Spam : Spam, canned meat, was released in 1937. But spam, junk mail, or email gets its name from Monty Python’s sketch, where the word “spam” is repeated over and over again to drown out the conversation. Calling duplicate / unwanted messages “spam” seems to have come from early chat programs in use in the 1970s, but the first documented use was in the 1990s. Someone has archived a discussion of the origin of the word “spam” in a multiplayer dungeon. The first documented commercial spam message was an advertisement for a new computer model from Digital Equipment Corporation. It was sent over the ARPANET in 1978 and 393 people were spammed in the incident.

Friend : The use of “friend” as a verb dates back to the early 13th century , but it meant something like “act like a friend” rather than “befriend someone,” and its use fell out of fashion. The modern meaning is more like “being friends” and goes back to early social networks like MySpace, where Tom was friends with everyone.

Text : The use of the word “text” as a verb is so widespread that it is hard to believe that it has been widely used since around the early 2000s. The oldest form of “texting” (meaning “to send a text message”) on the Internet was in 1998, although “text”, meaning “to write, write, or type by hand, in either capital or capital letters” dates back to the 1500s. years.

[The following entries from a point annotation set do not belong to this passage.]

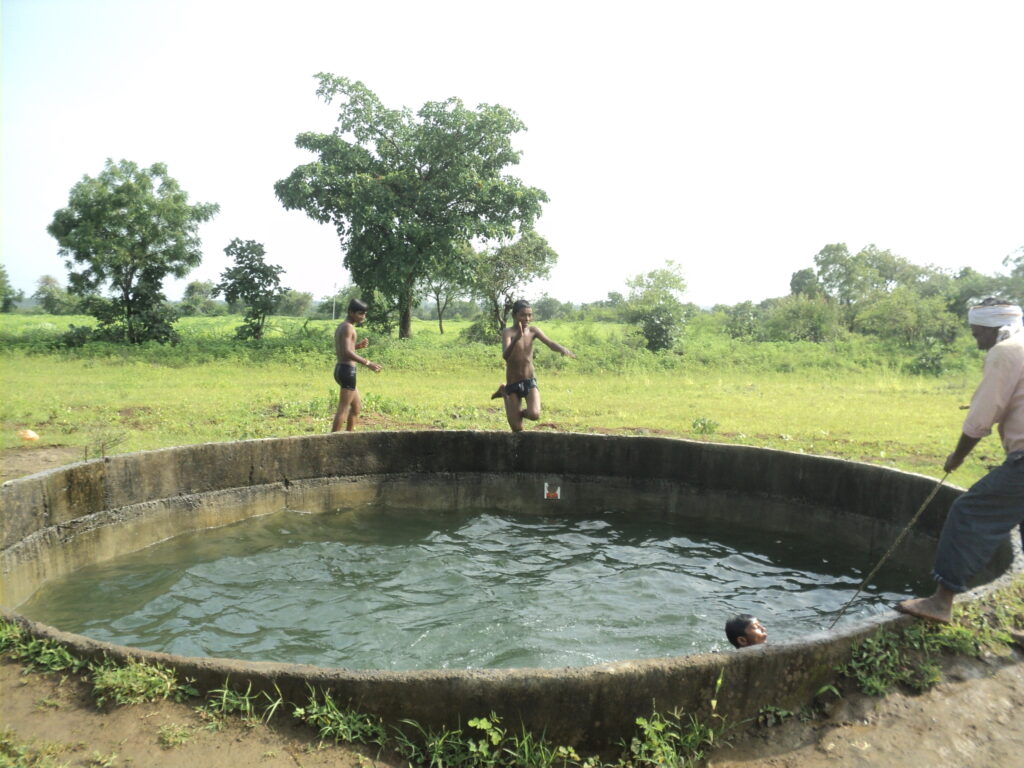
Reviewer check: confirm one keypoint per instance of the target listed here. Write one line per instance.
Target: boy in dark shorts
(344, 371)
(520, 384)
(744, 630)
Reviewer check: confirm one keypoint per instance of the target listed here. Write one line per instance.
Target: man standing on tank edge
(980, 519)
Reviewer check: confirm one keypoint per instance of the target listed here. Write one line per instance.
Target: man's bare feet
(934, 608)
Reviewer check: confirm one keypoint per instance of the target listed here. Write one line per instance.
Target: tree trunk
(406, 320)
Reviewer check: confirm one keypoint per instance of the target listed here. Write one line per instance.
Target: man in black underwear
(517, 349)
(344, 371)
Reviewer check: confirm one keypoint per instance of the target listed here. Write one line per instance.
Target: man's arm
(509, 340)
(964, 446)
(348, 353)
(552, 345)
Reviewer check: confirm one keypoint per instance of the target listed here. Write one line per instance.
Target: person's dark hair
(735, 628)
(993, 301)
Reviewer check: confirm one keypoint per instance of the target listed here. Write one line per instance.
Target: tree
(741, 321)
(654, 303)
(799, 318)
(53, 298)
(805, 283)
(8, 296)
(198, 299)
(907, 318)
(129, 227)
(336, 306)
(449, 282)
(501, 272)
(295, 303)
(404, 190)
(548, 307)
(254, 283)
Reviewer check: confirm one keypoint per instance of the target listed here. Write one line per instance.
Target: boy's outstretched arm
(552, 345)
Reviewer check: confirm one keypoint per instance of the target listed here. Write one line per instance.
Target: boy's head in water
(743, 630)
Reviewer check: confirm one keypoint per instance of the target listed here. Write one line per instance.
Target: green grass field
(211, 388)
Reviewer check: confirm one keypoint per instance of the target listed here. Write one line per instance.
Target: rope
(885, 557)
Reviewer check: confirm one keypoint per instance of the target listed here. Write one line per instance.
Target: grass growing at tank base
(116, 406)
(888, 659)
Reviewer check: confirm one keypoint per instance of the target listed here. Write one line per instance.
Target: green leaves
(254, 283)
(123, 232)
(404, 190)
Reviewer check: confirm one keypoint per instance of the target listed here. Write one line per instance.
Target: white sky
(733, 138)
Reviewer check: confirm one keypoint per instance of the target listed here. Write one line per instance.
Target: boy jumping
(344, 371)
(517, 350)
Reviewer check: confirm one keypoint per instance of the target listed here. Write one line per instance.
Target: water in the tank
(380, 589)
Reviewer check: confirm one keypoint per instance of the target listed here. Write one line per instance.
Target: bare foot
(932, 608)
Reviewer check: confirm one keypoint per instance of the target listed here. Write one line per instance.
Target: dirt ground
(973, 719)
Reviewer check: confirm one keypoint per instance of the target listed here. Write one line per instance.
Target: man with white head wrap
(980, 519)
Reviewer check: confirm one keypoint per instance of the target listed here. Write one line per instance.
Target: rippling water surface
(378, 589)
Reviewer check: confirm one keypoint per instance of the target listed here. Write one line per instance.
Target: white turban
(1007, 317)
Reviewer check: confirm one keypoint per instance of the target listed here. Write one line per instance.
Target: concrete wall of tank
(54, 522)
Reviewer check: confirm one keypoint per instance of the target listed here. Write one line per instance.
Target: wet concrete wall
(57, 521)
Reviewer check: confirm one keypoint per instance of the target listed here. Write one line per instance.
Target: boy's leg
(344, 400)
(532, 411)
(513, 412)
(353, 411)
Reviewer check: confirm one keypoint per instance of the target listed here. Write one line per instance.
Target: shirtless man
(344, 371)
(517, 349)
(982, 518)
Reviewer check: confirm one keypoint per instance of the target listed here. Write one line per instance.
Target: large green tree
(253, 283)
(449, 282)
(123, 232)
(500, 273)
(53, 298)
(654, 303)
(403, 190)
(8, 296)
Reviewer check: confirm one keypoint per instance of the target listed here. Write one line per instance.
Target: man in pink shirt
(980, 519)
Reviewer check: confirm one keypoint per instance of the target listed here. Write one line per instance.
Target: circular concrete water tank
(57, 521)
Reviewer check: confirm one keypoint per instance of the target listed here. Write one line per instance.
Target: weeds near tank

Gamer-specific words and their definitions

Nerf : When developers change the configuration of a game item to make it less powerful, it is called “weakened”. Example: “I can’t believe they weakened Luigi in Super Smash Bros. 4 ! ” Styrofoam football.

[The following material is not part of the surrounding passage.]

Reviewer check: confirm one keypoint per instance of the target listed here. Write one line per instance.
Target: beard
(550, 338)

Buff : The opposite of a nerf. Buffing is when developers make a game element more powerful. It is also used in PRG and MMORPGS to describe the temporary boost given by the player.

Camping : Find a vantage point in a shooter and just stay in it. Whether you think this is a legitimate tactic depends on whether you are a camper or not.

Easter Egg Hidden Content In the late 1970s, an Atari programmer included his name in the secret section of the Adventure! and didn’t tell anyone. One Atari executive called it the “Easter egg,” and the name stuck. Now he can refer to something hidden in any media.

Grind : Performing repetitive tasks in the game to gain some advantage (eventually).

Mod : Brawl a game by fans or amateur developers. It is short for modification.

Smurf : A higher level player makes a lower level alt to thwart matchmaking functions and overwhelm newbies. It dates back to the 1990s, and a couple of Warcraft II players chose “PapaSmurf” and “Smurfette” for their low-level characters.